Metallosomes.

Structures and ordered arrays containing organometallic particles have potential application in nanofabrication, smaller computer components, optical devices, sensors, and membrane probes and as detection agents. Here, we describe construction of gold clusters covalently attached to lipids and their use in forming typical lipid structures: micelles, liposomes ("metallosomes"), and sheets on an air-water interface. Two sizes of gold clusters were used, undecagold, with an 11-gold atom core 0.8 nm in diameter, and the larger Nanogold, with a 1.4-nm gold core. The morphology of the structures formed was determined by electron microscopy at a resolution at which single gold-lipid molecules were visualized. Further modification by additional catalytic metal deposition enhanced detectability. The approach is flexible and permits a wide variety of metal particle structures to be created using known lipid structures as templates. Additionally, these gold-lipids may serve as useful membrane labels.

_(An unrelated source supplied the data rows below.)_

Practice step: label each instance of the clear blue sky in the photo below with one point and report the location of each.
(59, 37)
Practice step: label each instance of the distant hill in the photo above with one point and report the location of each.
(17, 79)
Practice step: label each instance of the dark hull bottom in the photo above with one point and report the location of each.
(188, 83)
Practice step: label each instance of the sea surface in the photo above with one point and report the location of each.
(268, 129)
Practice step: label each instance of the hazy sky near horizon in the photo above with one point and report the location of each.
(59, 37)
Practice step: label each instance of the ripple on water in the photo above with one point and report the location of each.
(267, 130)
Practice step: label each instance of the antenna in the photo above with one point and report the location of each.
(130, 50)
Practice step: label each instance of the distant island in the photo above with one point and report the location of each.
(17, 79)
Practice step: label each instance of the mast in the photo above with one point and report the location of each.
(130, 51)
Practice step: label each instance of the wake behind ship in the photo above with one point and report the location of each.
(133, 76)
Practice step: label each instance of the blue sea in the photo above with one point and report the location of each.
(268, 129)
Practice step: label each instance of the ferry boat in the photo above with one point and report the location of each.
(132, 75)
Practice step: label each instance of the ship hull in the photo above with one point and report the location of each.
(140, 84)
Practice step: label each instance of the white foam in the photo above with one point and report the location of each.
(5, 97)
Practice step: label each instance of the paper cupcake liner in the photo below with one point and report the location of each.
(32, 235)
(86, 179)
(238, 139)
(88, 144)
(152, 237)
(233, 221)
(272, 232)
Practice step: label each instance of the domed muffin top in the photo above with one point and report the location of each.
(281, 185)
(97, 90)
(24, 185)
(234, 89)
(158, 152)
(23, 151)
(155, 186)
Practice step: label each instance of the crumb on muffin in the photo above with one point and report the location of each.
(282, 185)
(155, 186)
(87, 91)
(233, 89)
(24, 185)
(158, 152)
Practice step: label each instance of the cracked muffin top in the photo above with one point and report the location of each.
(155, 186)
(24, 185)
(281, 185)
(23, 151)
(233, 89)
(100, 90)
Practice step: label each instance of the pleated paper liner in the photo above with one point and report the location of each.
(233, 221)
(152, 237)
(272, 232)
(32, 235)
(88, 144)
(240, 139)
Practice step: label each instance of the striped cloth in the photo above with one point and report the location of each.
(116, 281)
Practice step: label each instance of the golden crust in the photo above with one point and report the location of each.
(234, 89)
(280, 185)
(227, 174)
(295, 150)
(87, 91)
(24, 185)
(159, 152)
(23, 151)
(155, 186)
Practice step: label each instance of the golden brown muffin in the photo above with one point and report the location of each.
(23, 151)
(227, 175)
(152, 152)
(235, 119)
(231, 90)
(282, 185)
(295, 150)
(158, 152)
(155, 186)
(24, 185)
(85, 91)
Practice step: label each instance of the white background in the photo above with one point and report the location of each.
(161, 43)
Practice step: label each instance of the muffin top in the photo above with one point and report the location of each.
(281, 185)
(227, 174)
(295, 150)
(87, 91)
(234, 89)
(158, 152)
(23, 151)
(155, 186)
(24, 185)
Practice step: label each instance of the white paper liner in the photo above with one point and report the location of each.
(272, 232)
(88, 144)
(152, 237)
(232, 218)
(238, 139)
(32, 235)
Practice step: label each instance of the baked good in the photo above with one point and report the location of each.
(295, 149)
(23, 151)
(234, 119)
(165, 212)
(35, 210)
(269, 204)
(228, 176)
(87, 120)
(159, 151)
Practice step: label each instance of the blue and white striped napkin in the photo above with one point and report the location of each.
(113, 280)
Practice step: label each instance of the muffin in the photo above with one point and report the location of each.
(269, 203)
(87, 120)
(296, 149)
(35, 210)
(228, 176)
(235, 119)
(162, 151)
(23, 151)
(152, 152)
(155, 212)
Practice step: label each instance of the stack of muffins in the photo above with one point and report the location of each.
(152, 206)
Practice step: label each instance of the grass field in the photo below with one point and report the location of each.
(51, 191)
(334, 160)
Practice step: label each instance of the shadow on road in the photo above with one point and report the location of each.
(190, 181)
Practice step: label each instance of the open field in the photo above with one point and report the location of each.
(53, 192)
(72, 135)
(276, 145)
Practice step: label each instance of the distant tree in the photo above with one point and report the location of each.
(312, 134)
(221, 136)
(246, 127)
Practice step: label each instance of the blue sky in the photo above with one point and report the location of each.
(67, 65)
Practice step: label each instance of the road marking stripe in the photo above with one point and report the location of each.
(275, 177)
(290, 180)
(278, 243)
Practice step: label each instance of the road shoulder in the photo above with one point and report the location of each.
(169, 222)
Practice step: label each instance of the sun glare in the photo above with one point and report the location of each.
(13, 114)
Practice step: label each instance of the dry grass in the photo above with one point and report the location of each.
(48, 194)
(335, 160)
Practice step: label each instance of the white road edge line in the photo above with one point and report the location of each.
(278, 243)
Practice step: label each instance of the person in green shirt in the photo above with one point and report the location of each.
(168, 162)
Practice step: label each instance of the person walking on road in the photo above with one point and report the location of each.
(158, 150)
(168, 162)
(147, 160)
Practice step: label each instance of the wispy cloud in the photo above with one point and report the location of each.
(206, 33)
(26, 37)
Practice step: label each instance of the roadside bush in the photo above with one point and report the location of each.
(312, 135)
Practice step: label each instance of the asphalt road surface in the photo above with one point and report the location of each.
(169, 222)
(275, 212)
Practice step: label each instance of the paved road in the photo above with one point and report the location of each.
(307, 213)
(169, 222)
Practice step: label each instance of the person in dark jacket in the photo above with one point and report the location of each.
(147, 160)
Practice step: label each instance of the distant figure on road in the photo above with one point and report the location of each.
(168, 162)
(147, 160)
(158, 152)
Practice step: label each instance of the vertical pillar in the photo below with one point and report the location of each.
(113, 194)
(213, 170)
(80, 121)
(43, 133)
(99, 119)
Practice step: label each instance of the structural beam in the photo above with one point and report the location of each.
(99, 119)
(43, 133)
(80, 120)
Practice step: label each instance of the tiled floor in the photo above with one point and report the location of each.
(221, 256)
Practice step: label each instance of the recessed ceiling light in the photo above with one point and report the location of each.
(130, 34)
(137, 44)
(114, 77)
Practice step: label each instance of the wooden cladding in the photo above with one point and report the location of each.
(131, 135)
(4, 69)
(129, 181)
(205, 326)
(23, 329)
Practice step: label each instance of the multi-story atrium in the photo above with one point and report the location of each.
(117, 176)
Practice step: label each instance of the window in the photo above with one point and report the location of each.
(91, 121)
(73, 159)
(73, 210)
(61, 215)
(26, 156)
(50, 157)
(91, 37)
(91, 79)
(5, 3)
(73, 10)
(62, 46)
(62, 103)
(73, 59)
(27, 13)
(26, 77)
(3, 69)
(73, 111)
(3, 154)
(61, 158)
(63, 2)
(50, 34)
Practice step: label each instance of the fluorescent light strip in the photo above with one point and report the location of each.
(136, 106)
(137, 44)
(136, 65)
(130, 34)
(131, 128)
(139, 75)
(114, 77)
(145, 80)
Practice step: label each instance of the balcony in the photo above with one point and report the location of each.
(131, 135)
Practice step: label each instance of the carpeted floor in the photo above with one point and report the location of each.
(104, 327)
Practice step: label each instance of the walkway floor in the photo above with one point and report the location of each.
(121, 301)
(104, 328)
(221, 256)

Mapping the lipoyl groups of the pyruvate dehydrogenase complex by use of gold cluster labels and scanning transmission electron microscopy.

This paper describes the organization of lipoyl moieties within the pyruvate dehydrogenase (PDH) complex from Escherichia coli as studied in the scanning transmission electron microscope (STEM). The PDH complex is a multienzyme complex consisting of E1, pyruvate dehydrogenase, E2, dihydrolipoyl transacetylase, and E3, dihydrolipoyl dehydrogenase. The core of the complex is the cubic 24-subunit E2 component, which contains the lipoyl moieties bonded to lipoyl-bearing domains. E1 and E3 are associated along the edges (E1) and on the faces (E3) of the core. The lipoyl moieties were reduced with NADH and alkylated with a p-maleimidobenzoyl undecagold cluster complex. The gold labels were found to be bound very nearly specifically by dihydrolipoyl transacetylase (E2). Undecagold clusters were imaged directly by the STEM and also digitally mapped by radial mass analysis. The mass of the E2E3 subcomplex is about half that of the PDH complex. The PDH complex and GC-PDH are both about 420 A in diameter, as determined by radial mass analysis, and the E2E3 subcomplex and GC-E2E3 are 320 and 350 A, respectively. The outer boundary of the E2E3 subcomplex was clearly shown in STEM micrographs by the undecagold labels in GC-E2E3. Data obtained from radial mass analysis of GC-E2E3 and the unlabeled E2E3 subcomplex also showed that the size of the subcomplex is extended by the lipoyl-bearing domains surrounding the central E2 core. The capabilities of lipoyl moieties to undergo translocation over long distances through structural mobility in the lipoyl-bearing domains was confirmed by the observation that many of the lipoyl groups in E2E3 subcomplexes relax outward into space vacated by the removal of E1 during the preparation of the subcomplex from PDH complex. Radial mass analysis of the PDH complex and GC-PDH indicates that lipoyl groups are distributed over a large region of the PDH complex, extending from the central core to 170-180 A from the center of the complex, with the highest density at about 75 A from the particle centers, near the interface between E2 and the associated components E1 and E3.

A 1.4-nm gold cluster covalently attached to antibodies improves immunolabeling.

A large gold cluster (Au1.4nm) was covalently coupled to IgG and Fab' fragments. Its gold core is 1.4 nm in diameter and the Fab'-Au1.4nm immunoconjugate is the smallest gold immunoprobe that can be seen directly in the conventional electron microscope. It is useful in high-resolution immunolabeling, providing a resolution of 7.0 nm. The cluster's visibility can be enhanced with silver development for use in EM or light microscopy for histological purposes, or to detect less than or equal to 0.2 pg of antigen in immunoblots. By using a gold compound with covalent attachment, a number of advantages over colloidal gold probes are realized, including better resolution, stability, uniformity, sensitivity, and complete absence of aggregation; its small size should also improve penetration and more quantitative labeling of antigenic sites.